Une journée dans la vie d’un omni …
Ce jour-là, quand le médecin de famille du quartier est arrivé au bureau, il s’attendait à ce que ce soit tranquille. Quelques prises en charge, quelques plages horaires libérées en accès adapté pour des problèmes ponctuels et des suivis de conditions chroniques.
À 8 h, son secrétaire lui dit : « Il y a dans la salle d’attente un de vos patients qui n’a pas de rendez-vous, mais il dit que c’est important. » Comment dire non? Quand un jeune homme se présente chez son médecin sans rendez-vous et qu’il n’est pas accidenté, il y a sûrement urgence. L’homme a 40 ans, une belle petite famille, une belle nouvelle maison, et il est en détresse totale … Son couple est en péril, de toute évidence, et une tristesse profonde l’habite. L’homme pleure.

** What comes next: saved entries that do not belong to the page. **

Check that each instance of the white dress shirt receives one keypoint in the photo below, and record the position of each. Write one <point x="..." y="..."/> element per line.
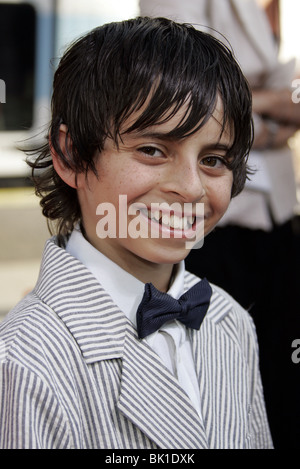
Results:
<point x="171" y="342"/>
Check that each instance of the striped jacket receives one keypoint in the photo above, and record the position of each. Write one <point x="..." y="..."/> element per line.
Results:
<point x="75" y="375"/>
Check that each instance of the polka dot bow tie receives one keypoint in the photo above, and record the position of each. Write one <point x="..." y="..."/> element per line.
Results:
<point x="156" y="308"/>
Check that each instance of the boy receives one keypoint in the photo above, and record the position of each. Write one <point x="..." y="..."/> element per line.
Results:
<point x="147" y="112"/>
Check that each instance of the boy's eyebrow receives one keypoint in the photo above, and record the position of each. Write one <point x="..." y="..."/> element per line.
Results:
<point x="154" y="134"/>
<point x="218" y="145"/>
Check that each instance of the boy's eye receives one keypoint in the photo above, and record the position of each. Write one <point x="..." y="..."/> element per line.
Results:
<point x="150" y="151"/>
<point x="213" y="161"/>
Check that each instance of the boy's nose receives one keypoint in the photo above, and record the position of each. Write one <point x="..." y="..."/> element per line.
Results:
<point x="187" y="182"/>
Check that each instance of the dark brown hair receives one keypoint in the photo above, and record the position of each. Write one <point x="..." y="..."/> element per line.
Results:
<point x="109" y="73"/>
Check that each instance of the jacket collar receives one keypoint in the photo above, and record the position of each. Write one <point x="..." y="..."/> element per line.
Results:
<point x="97" y="324"/>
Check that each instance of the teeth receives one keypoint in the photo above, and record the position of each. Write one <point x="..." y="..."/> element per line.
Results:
<point x="172" y="221"/>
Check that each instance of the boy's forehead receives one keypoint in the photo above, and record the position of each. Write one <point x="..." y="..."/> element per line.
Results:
<point x="172" y="119"/>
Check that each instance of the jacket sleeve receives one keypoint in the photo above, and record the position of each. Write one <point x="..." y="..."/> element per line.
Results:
<point x="259" y="431"/>
<point x="30" y="415"/>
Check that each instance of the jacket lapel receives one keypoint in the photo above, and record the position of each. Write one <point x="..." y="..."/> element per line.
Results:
<point x="153" y="400"/>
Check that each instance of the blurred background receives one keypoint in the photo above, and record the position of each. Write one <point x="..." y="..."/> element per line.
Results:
<point x="33" y="35"/>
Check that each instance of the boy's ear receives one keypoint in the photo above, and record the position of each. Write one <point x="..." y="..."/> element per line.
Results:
<point x="67" y="174"/>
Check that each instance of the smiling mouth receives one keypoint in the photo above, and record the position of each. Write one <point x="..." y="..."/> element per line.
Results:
<point x="172" y="221"/>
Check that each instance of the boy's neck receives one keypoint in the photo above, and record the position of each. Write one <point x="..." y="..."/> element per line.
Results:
<point x="160" y="275"/>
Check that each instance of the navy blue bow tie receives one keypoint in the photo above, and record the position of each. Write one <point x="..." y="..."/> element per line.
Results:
<point x="156" y="308"/>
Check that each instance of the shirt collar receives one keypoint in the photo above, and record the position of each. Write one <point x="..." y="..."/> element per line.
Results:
<point x="125" y="290"/>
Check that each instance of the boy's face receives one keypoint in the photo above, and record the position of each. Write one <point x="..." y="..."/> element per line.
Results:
<point x="146" y="168"/>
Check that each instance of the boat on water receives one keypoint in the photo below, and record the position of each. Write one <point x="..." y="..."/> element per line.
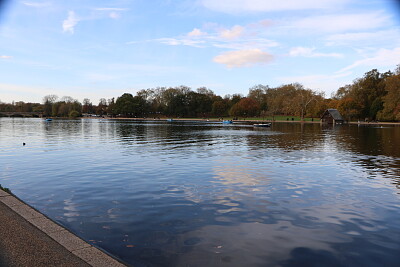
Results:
<point x="262" y="125"/>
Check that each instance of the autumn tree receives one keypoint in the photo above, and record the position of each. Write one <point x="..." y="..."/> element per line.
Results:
<point x="391" y="105"/>
<point x="246" y="107"/>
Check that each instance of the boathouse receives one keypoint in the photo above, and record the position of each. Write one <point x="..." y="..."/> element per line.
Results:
<point x="332" y="116"/>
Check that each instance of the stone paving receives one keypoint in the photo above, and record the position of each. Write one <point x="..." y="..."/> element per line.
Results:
<point x="28" y="238"/>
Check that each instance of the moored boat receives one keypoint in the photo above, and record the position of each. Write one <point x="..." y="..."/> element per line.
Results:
<point x="262" y="125"/>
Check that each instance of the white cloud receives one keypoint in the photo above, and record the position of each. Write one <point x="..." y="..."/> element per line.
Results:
<point x="243" y="58"/>
<point x="309" y="52"/>
<point x="343" y="23"/>
<point x="70" y="22"/>
<point x="382" y="58"/>
<point x="182" y="41"/>
<point x="196" y="32"/>
<point x="235" y="32"/>
<point x="114" y="15"/>
<point x="36" y="4"/>
<point x="240" y="6"/>
<point x="111" y="9"/>
<point x="217" y="36"/>
<point x="319" y="82"/>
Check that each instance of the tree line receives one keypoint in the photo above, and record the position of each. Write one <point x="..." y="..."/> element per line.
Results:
<point x="375" y="96"/>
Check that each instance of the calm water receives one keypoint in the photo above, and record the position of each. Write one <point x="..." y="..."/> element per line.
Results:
<point x="207" y="194"/>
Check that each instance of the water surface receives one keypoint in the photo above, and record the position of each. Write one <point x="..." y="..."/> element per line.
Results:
<point x="205" y="194"/>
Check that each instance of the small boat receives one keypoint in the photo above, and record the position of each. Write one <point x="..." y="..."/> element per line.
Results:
<point x="262" y="125"/>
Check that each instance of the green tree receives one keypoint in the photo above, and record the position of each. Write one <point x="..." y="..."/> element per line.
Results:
<point x="246" y="107"/>
<point x="125" y="105"/>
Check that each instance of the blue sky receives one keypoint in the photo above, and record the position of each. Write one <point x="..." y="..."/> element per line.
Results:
<point x="94" y="49"/>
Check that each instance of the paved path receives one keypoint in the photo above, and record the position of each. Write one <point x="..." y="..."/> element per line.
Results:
<point x="28" y="238"/>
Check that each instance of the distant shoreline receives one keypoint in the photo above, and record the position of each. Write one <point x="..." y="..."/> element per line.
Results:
<point x="249" y="120"/>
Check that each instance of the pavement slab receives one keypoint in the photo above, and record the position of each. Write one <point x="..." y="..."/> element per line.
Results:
<point x="29" y="238"/>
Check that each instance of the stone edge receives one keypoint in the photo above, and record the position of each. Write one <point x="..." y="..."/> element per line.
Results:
<point x="75" y="245"/>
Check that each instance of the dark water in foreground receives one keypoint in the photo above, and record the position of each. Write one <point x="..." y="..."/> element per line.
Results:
<point x="206" y="194"/>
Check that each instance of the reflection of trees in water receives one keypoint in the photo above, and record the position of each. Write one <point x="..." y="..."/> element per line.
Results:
<point x="159" y="133"/>
<point x="287" y="137"/>
<point x="376" y="149"/>
<point x="62" y="129"/>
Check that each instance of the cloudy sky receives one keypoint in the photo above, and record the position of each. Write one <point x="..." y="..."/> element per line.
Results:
<point x="98" y="49"/>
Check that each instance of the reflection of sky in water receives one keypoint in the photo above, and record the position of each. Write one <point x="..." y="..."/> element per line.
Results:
<point x="206" y="194"/>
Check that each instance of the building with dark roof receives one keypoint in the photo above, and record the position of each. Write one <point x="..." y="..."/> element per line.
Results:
<point x="332" y="116"/>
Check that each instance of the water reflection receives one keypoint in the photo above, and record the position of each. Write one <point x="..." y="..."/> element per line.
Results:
<point x="202" y="194"/>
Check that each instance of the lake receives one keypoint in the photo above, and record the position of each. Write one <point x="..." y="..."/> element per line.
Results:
<point x="156" y="193"/>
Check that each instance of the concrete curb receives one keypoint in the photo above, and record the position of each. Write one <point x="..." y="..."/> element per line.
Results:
<point x="75" y="245"/>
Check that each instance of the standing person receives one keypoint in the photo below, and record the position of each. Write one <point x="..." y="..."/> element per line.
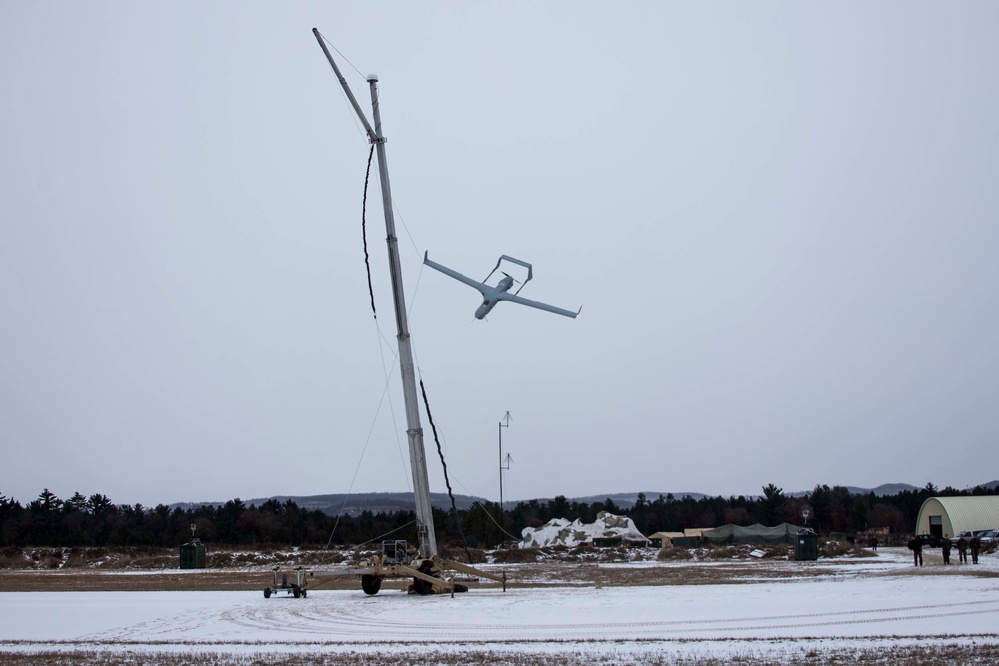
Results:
<point x="916" y="546"/>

À 9 h, le secrétaire dit au médecin : « Madame Unetelle qui devait venir la semaine prochaine est venue avec sa fille. Elle dit que c’est important. » Comment dire non? Son cancer du poumon a fort probablement récidivé. Le diagnostic n’est pas définitif, mais le scan de la patiente est très explicite et son état clinique ne ment pas : amaigrissement, cachexie, essoufflement. Un pneumologue lui a prescrit à répétition des antibiotiques et de la cortisone, visiblement inefficaces, mais pas de bronchoscopie ni de biopsie.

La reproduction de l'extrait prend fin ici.